The filtering by Geebench 5.0 leaves two new graphics cards in line with their functionality and where NVIDIA would obviously be able to jump at 7 nm, something we will discuss later.
These two cards look like they are prone to the server market due to their suspension in VRAM, at the same time surprising.
NVIDIA Ampere: New RAM configuration or HBM2E release?
Starting with the features of a high-power model, this can obviously come with the layout of 7552 Shaders included in 118 SM, continuing to throw 64 Shaders per SM it is similar to Turing and it is nth certification that NVIDIA will maintain its low-level architecture with the same parameters as today.
The speed instead would be far less than what we used to do with Huang, because he could only choose 1.11 GHz It shows the suite. Your VRAM may pop up 24 GB and benefit from Open CL points for 184096 points.
A little of the two models will also come with it 6912 shaders at 108 SM with a clock of 1 GHz and some surprises 47 GB VRAM total 141654 points under Open CL. This information serves as a gunpowder, until the estimates for the implementation of the theory are already on the table: 16.7 TFLOPS first and 13.9 second TFLOPS.
In addition, rumors about the increase in frequency are also evident, since there would not be too many changes in the architecture and the lithographic connection should be able to match at least the current density, which would cause performance.
In any case, big data is already a 40% faster than the current TITAN RTX offer.
New lithographic and VRAM process
After the controversy and deception of the interpretation of AMD's new graphics cards by SK Hynix, it's clear that there is no denying that VRAM stacks are up to 12 GB, at least for that company.
Therefore, 24 GB and 47 GB leave NVIDIA's second option: Samsung. If Geekbench learns well we are facing a clear step forward for a product with a low density stack but that will allow for more Huang processing on their GPUs.

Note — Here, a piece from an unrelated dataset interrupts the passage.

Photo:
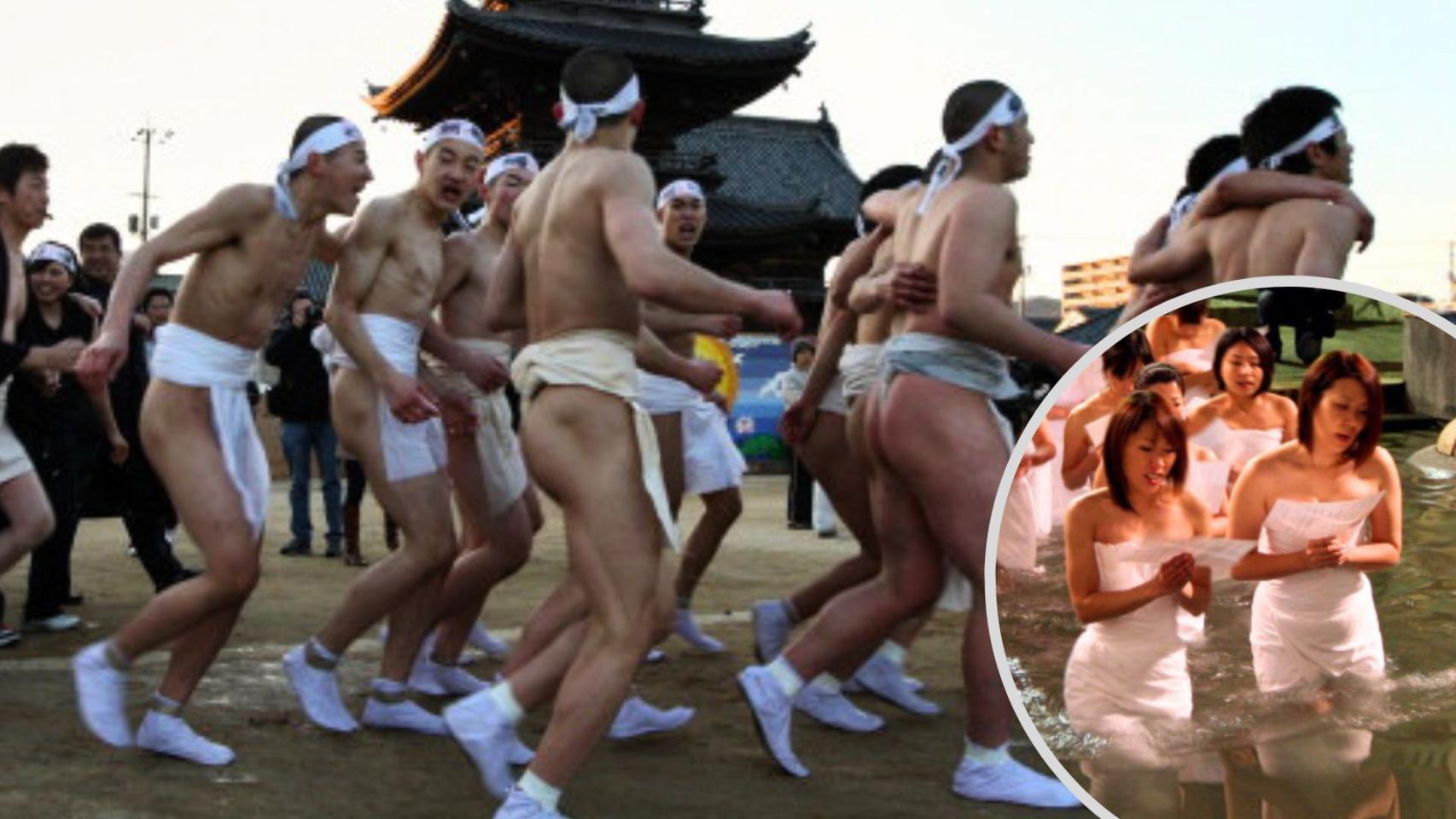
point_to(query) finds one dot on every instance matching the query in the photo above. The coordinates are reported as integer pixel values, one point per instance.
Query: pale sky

If this happened it wasn't a stick hard enough for SK Hynix (and it is undeniable that they work with some models) TSMC is enough to say in a battle when it doesn't compete, but how?
Obviously, TSMC will continue to work with NVIDIA, but Samsung is once again making a piece of the cake. Obviously, the Koreans will also make low-end Ampere GPUs for gaming with Huang's low-quality lithographic process, but at the same time it will stand up to the jumps and widespread use.
This lithographic process is little known as 8LPP, which is one step behind the 7 nm TSMC and two steps after the first EUV procedures.
The advantage is that the Shaders NVIDIA low-cost chips can benefit from a small-size lithographic process depending on the capacity and performance per chip, because they are the most mature and efficient monthly. on active chips.
So and in short, what we saw today with Ampere represents its Tesla GPU at 7 nm, so we could see chips with a lower Shaders count, but higher desktop speeds, which is what really matters for gaming.